I might note that, while ProMED is free to the user, it does cost to maintain, and they have periodic fund drives (one just concluded.) Although it is just concluded, I'm sure they would still take a contribution from anyone (and everyone) who finds their service valuable.
Likewise, there might be a way to help support Healthmap as well.
Having done outbreak investigations in the past, I can't say that official sources would be any better. State and local health departments and non-public health authorities aren't exactly stellar.
I use this tool, and it really is the greatest professional toy I have played with. I love to see really exotic diseases in really non-exotic places -- it makes the disease that much more exotic. Filariasis in Rome? Anthrax in Georgia? Reminds me, I need to comb through my ProMed folder and clean it.
Dear Revere,
The "Wall Street Journal" reported in the Saturday/Sunday, July 5-6 edition that Jalapeno peppers are the new suspect in the salmonella outbreak. I was particularly interested in these paragraphs:
"Earlier laboratory research has shown that salmonella grows rapidly when inoculated onto Jalapeno peppers. According to a 2003 paper by a team of Texas A&M University researchers, salmonella grew faster on extracts of jalapeno peppers than those of tomatoes, lettuce, broccoli and bell peppers. Their research was published in the journal "Bioresource Technology." I would like to know which salmonella strain the Texas A&M researchers worked with.
and
"The state (Texas) has confirmed more than 350 cases, the highest number of any state in the U.S."

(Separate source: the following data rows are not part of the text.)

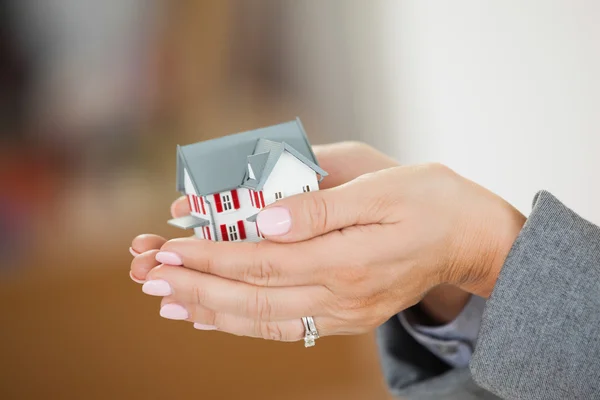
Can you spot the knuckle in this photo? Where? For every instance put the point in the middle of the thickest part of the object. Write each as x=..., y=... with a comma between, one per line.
x=356, y=146
x=260, y=308
x=318, y=212
x=271, y=331
x=199, y=294
x=262, y=271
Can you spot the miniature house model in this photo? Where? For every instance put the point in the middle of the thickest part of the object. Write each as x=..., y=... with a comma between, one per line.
x=228, y=180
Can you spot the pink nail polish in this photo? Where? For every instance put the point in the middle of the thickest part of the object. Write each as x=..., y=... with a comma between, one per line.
x=136, y=280
x=205, y=327
x=275, y=221
x=166, y=257
x=173, y=311
x=157, y=288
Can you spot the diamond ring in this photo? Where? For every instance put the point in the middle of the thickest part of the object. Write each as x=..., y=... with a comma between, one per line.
x=310, y=331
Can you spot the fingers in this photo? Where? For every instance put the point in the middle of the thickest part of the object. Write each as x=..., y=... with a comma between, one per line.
x=309, y=215
x=346, y=161
x=180, y=207
x=263, y=264
x=205, y=319
x=143, y=243
x=142, y=264
x=264, y=304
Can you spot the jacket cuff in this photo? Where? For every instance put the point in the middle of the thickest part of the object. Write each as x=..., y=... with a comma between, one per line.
x=538, y=338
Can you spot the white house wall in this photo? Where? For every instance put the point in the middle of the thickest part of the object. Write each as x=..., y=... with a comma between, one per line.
x=288, y=177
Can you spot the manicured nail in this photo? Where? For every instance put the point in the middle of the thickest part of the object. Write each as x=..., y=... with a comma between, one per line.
x=274, y=221
x=136, y=280
x=157, y=288
x=173, y=311
x=205, y=327
x=166, y=257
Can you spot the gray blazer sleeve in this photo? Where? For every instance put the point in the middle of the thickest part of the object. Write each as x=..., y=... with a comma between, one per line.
x=540, y=333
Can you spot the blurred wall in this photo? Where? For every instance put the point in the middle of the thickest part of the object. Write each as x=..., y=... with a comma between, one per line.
x=506, y=93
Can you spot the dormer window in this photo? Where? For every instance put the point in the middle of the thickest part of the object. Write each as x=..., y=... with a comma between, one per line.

So...Texas A&M is involved in salmonella research on jalapeno peppers and is also the state with the most cases.
Does anyone know where this rare form of salmonella, SaintPaul, is being kept and studied? Surely the CDC started their investigation at the places which own strains of SaintPaul.

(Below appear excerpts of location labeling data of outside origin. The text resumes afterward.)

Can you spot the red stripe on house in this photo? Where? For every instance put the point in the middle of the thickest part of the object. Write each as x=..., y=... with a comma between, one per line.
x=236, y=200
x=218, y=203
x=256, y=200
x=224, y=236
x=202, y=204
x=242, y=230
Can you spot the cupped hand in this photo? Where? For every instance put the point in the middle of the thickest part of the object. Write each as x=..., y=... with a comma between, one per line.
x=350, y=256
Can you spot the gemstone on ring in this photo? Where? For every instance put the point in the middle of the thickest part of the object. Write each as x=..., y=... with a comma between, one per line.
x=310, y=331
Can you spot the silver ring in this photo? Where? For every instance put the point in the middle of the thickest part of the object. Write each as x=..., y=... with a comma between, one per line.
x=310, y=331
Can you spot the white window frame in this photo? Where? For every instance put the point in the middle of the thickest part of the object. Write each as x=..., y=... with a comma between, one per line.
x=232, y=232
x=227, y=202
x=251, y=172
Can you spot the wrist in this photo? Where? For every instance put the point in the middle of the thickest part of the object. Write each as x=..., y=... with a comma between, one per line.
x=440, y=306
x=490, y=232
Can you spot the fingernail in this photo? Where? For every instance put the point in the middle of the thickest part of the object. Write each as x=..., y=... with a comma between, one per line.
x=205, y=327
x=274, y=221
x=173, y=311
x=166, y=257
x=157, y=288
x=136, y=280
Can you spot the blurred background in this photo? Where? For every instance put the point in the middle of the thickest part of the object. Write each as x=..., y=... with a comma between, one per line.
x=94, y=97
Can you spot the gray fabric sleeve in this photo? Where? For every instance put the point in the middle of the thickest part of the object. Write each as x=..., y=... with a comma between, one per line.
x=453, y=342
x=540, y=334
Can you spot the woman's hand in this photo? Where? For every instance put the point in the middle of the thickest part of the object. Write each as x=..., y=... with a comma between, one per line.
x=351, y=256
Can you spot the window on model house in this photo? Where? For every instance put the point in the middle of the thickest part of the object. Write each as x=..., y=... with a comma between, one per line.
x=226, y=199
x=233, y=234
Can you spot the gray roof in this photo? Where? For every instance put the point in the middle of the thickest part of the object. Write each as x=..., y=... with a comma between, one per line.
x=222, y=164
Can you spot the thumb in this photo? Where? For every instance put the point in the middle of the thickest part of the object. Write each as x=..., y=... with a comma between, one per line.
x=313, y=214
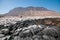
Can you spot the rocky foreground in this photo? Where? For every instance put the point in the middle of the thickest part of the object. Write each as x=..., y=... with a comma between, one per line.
x=29, y=29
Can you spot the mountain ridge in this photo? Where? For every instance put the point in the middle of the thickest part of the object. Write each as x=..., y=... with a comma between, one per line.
x=31, y=11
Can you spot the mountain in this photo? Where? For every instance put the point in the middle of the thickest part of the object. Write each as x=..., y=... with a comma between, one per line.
x=31, y=11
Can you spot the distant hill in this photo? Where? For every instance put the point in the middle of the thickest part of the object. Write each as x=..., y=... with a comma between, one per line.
x=31, y=11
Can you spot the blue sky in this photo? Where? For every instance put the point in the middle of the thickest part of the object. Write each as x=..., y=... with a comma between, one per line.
x=7, y=5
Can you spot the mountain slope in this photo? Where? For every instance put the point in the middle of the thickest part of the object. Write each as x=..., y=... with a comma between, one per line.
x=31, y=11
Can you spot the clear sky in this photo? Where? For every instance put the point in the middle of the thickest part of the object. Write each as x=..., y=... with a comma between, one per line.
x=7, y=5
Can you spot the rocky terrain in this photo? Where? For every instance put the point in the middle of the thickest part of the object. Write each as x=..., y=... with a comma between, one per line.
x=16, y=28
x=30, y=23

Texas was also the source for the monkeypox ghambian rat/prairie dog outbreak. At the time Texas A&M was also involved in a program of innoculating wildlife against rabies with a vaccinia/rabies recombination vaccine placed into bait and salted all over Texas land that was habitat to both coyotes (the target) and prairie dogs.
The CDC said the ghambian rats were the culprits but they never identified the importer. No one was ever prosecuted.
There is a permanent ban on prairie dogs sold as pets. Why?
Was this outbreak an unintended consequence of a rabies control program using a recombinate vaccinia? There were no follow up studies on the non-target animal populations.
The program was also de-funded by the governor that same year.
Perhaps MRK would like to expound on my suspicion that someone is paying really close attention to what the researchers at Texas A&M are doing, or they are just plain sloppy with their germs in Texas.